From the Chinese perspective it's also a difficult call whether waiting for a clean-sheet RR engine is worthwhile - the greater the improvements over the RB285 (which was unable to compete) are, the longer the delay will be. By contrast, the PD-14 is basically production-ready (it is already certified in Russia!) *now*, leaving only the work related to airframe integration. Are the anticipated performance advantages over the Russian alternative sufficient to justify waiting several years longer? Perhaps if COMAC can foresee that airframe testing and certification are so badly protracted that even a clean-sheet engine won't be the long pole in the tent it might make sense, otherwise just go for the PD-14.
Ok. Thanks guys.
So the RR engines is not as good as the GE engines. I got that.
But what I can't get is in the engine business, like any other. Is that you can still sell your ware even if you are not the best. Otherwise we would just have one brand all the time.
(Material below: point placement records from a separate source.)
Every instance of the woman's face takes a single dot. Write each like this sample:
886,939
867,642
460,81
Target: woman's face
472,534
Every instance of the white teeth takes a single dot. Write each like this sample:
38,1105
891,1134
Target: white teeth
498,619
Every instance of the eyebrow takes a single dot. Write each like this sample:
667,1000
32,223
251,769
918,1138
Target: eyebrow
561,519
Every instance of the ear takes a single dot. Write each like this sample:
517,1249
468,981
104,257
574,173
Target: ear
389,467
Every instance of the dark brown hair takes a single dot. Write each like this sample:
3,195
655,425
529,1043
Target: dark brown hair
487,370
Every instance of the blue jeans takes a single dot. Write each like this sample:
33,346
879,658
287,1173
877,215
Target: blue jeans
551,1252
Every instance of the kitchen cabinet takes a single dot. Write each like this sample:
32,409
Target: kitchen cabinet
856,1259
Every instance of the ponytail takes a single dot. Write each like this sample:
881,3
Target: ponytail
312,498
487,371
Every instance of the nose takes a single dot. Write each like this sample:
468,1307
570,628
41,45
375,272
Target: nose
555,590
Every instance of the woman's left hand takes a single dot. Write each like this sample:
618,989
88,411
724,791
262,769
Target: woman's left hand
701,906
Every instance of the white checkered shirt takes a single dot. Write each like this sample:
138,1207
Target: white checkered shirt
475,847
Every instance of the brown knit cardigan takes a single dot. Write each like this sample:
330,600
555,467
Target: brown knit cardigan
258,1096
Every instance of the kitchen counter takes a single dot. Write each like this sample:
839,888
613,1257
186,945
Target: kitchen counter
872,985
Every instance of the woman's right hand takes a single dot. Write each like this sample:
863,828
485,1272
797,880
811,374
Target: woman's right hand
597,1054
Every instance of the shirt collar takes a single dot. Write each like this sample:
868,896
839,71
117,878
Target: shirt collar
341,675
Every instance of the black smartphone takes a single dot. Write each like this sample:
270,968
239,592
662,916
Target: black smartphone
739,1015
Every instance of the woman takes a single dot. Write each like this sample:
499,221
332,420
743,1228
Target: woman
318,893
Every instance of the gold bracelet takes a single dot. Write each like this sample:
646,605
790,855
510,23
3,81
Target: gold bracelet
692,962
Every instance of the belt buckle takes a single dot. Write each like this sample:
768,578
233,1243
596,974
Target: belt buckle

Case in point, it's mobile phones, cars, planes. Etc. This is because there are other factors like after sales. Backups. Hell, even politics and personal preferences.
And we can see this on display with the world of aircraft engines. They are planes flying around with engines other than GE's.
So if China is unable to get GE's latest super duper engine, why can't it get the latest RR engines? (Apart from politics)?
After all, as we said China's intention for this plan is mainly internal flights.